The leaked phone conversations indicated that Marín’s plan was to have Cacho, who is the director of a Cancún women’s shelter, raped and tortured in the Puebla prison.

But local human rights groups and international organisations like Amnesty International, the World Organisation Against Torture and the Inter-American Press Association immediately raised an outcry, and Cacho was released on bail.

Marín, of the Institutional Revolutionary Party, which governed Mexico non-stop from 1929 to 2000, consistently denied that it was his voice on the tapes. However, independent experts, as well as other participants in the conversations, said that it was him.

"We can accept that evidence like this (the illegal tape recordings) cannot be seen as proof in a court of law, but in the context of the case, and alongside the rest of the evidence, the governor’s guilt was very clear," said Sánchez.

"We have all been left defenceless by this Supreme Court ruling. If justice can't be found in the highest court, then where can it be found?" the activist asked. The Supreme Court only carries out inquiries into alleged human rights violations in extraordinary cases, and when it has been requested to do so by other branches of the state, or when the abuses are considered to have had broad repercussions. However, it merely hands down an opinion, without deciding on sanctions.

"What we have discovered through Cacho’s case is that justice in general is failing us. The entire foundation of the system is in bad condition, and the Court cannot remedy that," said Sánchez.

In earlier interviews with IPS, Cacho said "Mexico is a paradise for child prostitution and pornography, because these rings have enough economic power to corrupt and operate with impunity."

Her book contains the personal accounts of young girls about the sexual abuse they suffered at the hands of the child prostitution and pornography racket allegedly run by Succar.

"Who wouldn't be afraid of these people? I'm afraid of them, and I have no doubt that the strings pulled by child pornographers are behind the trial I'm facing," she said at the time.

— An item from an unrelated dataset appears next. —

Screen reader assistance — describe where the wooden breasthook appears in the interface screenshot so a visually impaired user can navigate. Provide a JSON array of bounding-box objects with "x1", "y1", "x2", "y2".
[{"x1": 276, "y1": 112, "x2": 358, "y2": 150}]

In the book, the girls describe how the hotel owner sexually abused them himself, set up a prostitution ring to allow others to have sex with them, and photographed them to sell the pornographic images on the Internet.

A 2004 study by researcher Elena Azaola, which estimated that some 17,000 children under the age of 18 are victims of the sex trade in Mexico, is also based on interviews with minors who managed to escape, as well as visits to establishments where underage girls and boys are forced to work as prostitutes. Her report was sponsored by the United Nations Children’s Fund (UNICEF).